Supply chain consultancy Scala’s executive director, Dave Howorth, described the update as “extremely last minute” and he expects “severe border disruption”.
“How are they possibly going to be ready for 13 weeks’ time?” he asked. “It points to government expectation that there is going to be severe border disruption come January – which we, as an industry, have been warning about for years.”
He added the updated border operating model suggested Westminster was still in the process of confirming the necessary infrastructure requirements for Wales and Scotland; and that it was also “exploring” the expansion of one of the Ashford sites for conducting full border checks by July, noting that even if viable it would still require regulatory approval.
Mr Howorth said the impact of this level of disruption could be “enormous”, particularly for short shelf-life items.
“The ramifications of perishables being delayed by even a day – which, given drivers’ hours, may be caused by a delay of just hours – could be hugely significant,” he said. “Furthermore, the increased time it takes to travel to and from these inland border sites will also disrupt transit times, as well as both delivery and collection schedules.”

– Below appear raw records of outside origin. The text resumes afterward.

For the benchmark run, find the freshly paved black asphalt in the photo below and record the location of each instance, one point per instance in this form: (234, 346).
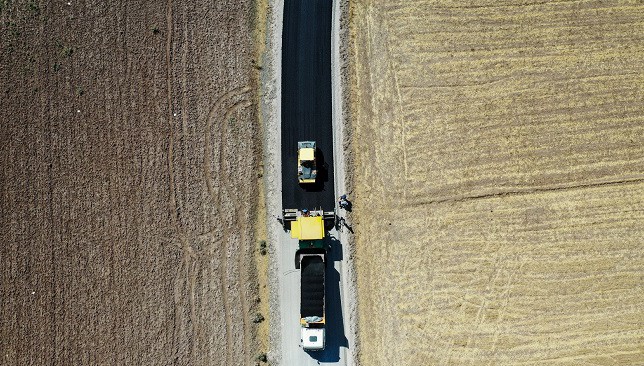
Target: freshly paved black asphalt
(306, 99)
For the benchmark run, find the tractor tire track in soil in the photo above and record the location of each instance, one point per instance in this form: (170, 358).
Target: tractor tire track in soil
(129, 196)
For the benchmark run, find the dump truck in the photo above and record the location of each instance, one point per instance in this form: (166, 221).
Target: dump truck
(306, 164)
(312, 264)
(309, 228)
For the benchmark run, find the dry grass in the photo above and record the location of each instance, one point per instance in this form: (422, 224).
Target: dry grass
(499, 181)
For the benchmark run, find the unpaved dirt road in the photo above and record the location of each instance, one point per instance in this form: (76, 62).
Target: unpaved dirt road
(499, 181)
(129, 162)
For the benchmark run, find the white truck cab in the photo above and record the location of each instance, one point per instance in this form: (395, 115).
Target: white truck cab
(312, 339)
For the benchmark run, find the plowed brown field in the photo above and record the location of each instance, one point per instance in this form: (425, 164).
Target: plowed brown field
(129, 154)
(499, 181)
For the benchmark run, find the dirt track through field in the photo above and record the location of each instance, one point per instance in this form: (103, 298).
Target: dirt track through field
(498, 181)
(130, 155)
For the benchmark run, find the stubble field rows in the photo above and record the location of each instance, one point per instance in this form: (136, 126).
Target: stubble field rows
(499, 181)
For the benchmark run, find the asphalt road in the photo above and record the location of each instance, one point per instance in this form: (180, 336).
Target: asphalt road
(306, 100)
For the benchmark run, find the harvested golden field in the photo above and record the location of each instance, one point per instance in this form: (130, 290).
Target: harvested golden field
(498, 161)
(129, 161)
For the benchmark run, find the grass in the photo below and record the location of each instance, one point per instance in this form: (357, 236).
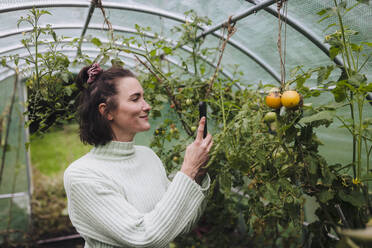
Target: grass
(52, 152)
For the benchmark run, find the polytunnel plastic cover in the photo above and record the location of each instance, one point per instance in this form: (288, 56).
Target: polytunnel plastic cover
(253, 47)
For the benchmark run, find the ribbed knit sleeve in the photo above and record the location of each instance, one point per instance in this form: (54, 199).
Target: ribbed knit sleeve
(102, 213)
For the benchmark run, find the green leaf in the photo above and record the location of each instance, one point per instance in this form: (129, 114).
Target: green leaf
(312, 164)
(104, 59)
(356, 48)
(355, 198)
(225, 183)
(96, 42)
(320, 116)
(324, 73)
(367, 43)
(161, 98)
(325, 196)
(363, 1)
(334, 51)
(367, 177)
(339, 93)
(153, 53)
(167, 50)
(357, 79)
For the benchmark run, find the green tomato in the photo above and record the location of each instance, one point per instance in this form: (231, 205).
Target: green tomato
(270, 117)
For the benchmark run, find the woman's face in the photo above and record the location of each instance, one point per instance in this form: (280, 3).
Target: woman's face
(131, 114)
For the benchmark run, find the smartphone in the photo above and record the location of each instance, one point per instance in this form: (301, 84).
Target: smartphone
(203, 112)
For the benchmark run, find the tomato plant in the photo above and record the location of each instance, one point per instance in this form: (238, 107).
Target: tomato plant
(260, 175)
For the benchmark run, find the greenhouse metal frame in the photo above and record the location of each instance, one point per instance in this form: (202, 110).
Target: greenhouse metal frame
(252, 8)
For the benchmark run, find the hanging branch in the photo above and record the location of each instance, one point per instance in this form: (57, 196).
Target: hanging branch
(230, 31)
(98, 3)
(8, 125)
(171, 96)
(280, 4)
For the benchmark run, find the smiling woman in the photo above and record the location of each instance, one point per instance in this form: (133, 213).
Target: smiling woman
(118, 193)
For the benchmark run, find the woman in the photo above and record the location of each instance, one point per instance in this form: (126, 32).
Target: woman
(118, 193)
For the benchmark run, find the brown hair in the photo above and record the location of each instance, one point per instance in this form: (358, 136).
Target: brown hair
(95, 128)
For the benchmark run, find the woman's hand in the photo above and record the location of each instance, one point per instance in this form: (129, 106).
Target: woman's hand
(196, 154)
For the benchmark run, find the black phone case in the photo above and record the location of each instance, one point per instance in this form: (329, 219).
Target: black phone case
(203, 112)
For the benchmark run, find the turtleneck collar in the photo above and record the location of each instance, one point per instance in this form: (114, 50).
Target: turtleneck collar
(114, 150)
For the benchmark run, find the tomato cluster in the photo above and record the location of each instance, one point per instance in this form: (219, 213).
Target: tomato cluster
(289, 99)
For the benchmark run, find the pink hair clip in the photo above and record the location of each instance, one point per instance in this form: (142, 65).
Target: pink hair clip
(93, 71)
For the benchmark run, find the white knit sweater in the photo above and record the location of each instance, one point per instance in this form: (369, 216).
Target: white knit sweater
(119, 196)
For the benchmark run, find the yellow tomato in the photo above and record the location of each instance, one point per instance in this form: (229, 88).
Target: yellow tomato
(273, 100)
(290, 99)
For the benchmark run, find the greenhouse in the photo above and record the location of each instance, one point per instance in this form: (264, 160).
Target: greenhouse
(241, 123)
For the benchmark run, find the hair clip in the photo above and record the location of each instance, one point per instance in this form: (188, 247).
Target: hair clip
(93, 71)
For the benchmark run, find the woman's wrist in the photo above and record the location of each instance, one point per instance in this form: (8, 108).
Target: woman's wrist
(189, 172)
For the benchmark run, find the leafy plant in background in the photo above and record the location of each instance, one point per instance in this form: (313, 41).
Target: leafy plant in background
(261, 168)
(51, 92)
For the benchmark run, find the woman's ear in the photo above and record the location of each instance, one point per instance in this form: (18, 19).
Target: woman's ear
(103, 111)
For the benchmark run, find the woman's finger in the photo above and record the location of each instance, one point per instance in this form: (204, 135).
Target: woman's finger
(207, 139)
(199, 135)
(210, 145)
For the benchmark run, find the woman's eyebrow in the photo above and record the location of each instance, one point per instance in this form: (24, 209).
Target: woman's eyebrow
(137, 94)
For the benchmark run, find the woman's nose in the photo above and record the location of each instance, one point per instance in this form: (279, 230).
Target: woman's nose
(146, 106)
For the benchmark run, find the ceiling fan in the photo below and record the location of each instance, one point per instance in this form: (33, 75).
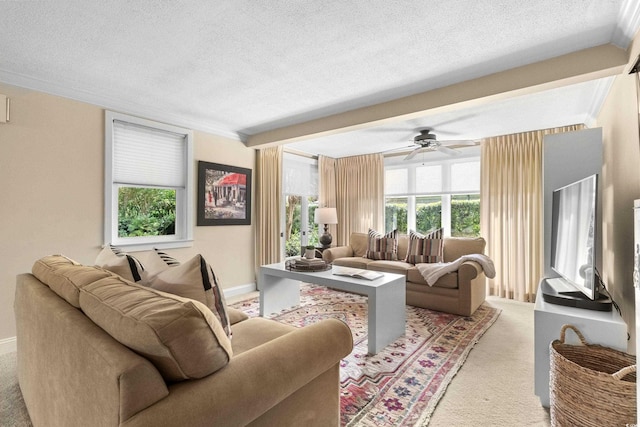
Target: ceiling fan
(427, 141)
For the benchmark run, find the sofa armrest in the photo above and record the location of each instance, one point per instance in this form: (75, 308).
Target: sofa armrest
(338, 252)
(254, 381)
(468, 271)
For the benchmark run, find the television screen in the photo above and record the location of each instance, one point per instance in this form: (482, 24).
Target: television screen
(573, 235)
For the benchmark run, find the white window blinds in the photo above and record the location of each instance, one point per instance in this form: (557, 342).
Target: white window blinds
(133, 164)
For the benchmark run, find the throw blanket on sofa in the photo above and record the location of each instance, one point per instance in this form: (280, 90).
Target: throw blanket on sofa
(433, 271)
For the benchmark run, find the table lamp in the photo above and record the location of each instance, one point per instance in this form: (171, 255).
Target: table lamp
(326, 216)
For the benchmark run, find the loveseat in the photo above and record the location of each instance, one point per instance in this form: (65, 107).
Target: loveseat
(459, 292)
(74, 369)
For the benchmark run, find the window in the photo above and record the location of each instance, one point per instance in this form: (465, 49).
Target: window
(148, 183)
(424, 196)
(300, 191)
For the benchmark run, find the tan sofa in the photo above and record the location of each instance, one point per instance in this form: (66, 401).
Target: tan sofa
(460, 292)
(72, 372)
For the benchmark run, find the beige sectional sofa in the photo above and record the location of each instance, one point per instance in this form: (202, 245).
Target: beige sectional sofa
(73, 368)
(460, 292)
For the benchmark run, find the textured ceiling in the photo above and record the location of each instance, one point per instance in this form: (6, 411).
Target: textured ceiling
(240, 67)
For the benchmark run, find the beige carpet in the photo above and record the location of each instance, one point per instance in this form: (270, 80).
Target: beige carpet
(493, 388)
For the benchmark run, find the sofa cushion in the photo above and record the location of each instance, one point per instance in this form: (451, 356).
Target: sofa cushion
(180, 336)
(455, 247)
(382, 246)
(193, 279)
(65, 276)
(121, 263)
(398, 267)
(449, 280)
(425, 248)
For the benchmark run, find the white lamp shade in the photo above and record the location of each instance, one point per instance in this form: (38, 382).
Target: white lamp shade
(326, 216)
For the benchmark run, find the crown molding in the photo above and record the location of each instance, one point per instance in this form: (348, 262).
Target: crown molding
(628, 22)
(109, 103)
(600, 95)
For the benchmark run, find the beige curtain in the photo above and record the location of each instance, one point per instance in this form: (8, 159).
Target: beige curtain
(327, 188)
(359, 190)
(511, 211)
(268, 200)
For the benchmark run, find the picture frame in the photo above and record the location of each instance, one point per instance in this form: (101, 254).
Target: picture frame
(224, 194)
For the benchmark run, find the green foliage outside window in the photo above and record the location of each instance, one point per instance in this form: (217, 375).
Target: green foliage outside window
(465, 216)
(293, 243)
(146, 212)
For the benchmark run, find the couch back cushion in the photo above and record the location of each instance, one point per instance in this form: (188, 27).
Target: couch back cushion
(455, 247)
(180, 336)
(425, 248)
(66, 277)
(382, 246)
(359, 242)
(193, 279)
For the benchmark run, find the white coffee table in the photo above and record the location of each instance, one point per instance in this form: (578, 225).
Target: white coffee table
(280, 289)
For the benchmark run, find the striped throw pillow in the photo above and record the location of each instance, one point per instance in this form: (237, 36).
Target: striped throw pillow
(427, 248)
(382, 246)
(121, 263)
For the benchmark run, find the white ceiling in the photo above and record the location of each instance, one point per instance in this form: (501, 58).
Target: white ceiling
(239, 67)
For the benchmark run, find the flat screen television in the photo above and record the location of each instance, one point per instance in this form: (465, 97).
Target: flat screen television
(573, 237)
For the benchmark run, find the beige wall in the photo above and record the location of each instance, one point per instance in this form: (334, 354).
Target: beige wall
(621, 185)
(52, 174)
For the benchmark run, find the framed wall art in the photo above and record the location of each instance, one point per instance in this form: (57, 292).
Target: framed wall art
(224, 194)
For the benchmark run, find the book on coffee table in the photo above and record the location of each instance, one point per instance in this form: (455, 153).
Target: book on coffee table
(313, 261)
(356, 272)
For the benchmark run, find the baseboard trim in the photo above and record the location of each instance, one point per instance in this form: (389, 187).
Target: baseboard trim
(239, 290)
(8, 345)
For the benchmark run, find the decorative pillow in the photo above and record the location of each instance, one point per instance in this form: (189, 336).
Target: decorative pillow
(193, 279)
(180, 336)
(123, 264)
(382, 246)
(427, 248)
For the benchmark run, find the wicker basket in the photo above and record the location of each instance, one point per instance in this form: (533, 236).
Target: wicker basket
(591, 385)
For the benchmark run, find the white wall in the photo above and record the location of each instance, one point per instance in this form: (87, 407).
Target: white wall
(621, 185)
(52, 174)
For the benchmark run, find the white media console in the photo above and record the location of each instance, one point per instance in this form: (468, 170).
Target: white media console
(598, 327)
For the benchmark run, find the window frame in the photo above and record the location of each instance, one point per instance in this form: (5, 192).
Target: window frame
(445, 193)
(183, 236)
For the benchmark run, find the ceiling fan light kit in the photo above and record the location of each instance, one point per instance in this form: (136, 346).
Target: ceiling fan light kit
(427, 141)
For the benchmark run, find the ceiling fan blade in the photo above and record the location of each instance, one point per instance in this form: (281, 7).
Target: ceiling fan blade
(413, 153)
(397, 149)
(448, 151)
(453, 120)
(465, 142)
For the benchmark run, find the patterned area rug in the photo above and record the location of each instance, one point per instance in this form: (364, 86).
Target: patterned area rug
(402, 384)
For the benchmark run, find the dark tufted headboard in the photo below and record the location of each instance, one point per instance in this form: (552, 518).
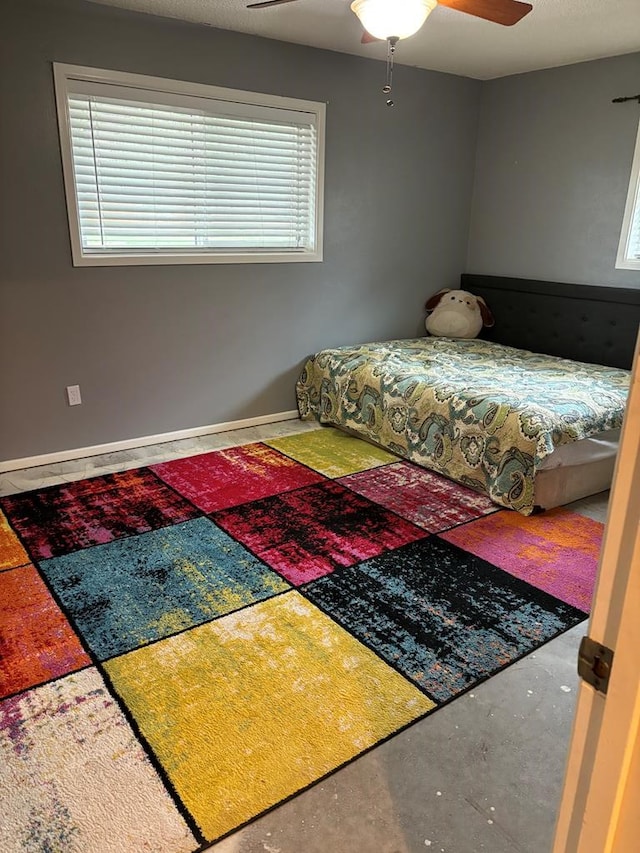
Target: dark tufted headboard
(579, 321)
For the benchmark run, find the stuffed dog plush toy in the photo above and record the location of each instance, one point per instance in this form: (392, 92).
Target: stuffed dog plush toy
(456, 314)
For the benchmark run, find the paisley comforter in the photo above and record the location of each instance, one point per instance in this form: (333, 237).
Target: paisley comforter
(481, 413)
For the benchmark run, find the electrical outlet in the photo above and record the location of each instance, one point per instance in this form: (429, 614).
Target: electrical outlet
(73, 395)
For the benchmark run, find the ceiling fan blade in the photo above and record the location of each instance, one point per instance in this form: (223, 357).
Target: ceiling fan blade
(268, 3)
(367, 38)
(505, 12)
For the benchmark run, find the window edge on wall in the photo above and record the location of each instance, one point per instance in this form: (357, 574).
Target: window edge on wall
(631, 210)
(63, 72)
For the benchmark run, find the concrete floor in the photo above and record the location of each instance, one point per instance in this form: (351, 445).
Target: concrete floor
(484, 773)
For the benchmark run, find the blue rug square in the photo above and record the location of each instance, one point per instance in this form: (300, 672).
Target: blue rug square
(442, 617)
(130, 592)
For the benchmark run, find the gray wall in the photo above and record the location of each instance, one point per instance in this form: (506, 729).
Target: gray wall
(163, 348)
(553, 166)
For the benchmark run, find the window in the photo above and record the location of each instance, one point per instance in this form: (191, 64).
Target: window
(159, 171)
(629, 249)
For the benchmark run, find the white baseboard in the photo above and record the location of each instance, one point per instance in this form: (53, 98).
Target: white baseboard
(130, 443)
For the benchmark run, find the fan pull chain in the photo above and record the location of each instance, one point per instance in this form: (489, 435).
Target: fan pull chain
(391, 49)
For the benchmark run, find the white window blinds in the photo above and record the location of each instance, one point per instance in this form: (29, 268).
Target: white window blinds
(633, 245)
(177, 174)
(629, 247)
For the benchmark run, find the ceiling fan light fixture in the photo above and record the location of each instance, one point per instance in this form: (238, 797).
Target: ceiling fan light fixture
(393, 18)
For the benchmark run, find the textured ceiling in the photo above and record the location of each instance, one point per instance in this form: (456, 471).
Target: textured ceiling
(556, 32)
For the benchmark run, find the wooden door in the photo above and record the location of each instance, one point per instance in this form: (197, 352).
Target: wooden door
(600, 804)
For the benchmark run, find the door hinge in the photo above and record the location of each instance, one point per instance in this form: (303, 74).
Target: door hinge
(594, 664)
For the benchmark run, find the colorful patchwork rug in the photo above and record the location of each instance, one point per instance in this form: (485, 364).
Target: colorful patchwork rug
(187, 645)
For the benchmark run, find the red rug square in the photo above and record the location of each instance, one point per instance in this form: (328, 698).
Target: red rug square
(230, 477)
(61, 519)
(426, 499)
(306, 534)
(36, 641)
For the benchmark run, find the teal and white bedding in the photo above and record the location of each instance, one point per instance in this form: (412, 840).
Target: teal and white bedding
(481, 413)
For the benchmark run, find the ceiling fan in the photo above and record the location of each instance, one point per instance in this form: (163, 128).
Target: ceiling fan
(381, 17)
(392, 20)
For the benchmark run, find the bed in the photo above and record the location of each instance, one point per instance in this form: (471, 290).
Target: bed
(532, 427)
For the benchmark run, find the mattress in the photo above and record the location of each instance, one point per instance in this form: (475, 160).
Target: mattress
(577, 470)
(488, 416)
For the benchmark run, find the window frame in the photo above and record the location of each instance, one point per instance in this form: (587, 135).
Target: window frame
(63, 73)
(631, 211)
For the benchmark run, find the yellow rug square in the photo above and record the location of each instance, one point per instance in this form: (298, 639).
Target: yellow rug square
(247, 710)
(332, 452)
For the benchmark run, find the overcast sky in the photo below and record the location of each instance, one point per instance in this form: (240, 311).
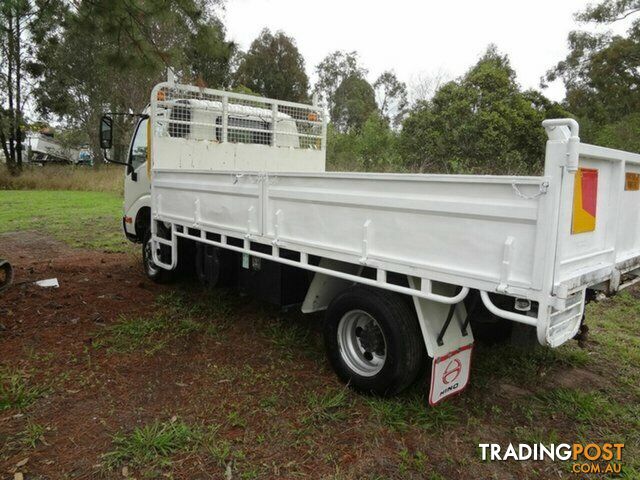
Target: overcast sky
(417, 38)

The news follows a leaked letter from Brexit minister Michael Gove which appeared to lay the blame for expected 48-hour delays and queues of up to 7,000 trucks in Kent on an unprepared logistics sector.
But Mr Howorth said the industry’ had sounded repeated warnings of potential delays, caused by government-generated uncertainty.
Should such delays become a reality, he suggested, the combined daily cost for the industry could exceed £3.5m.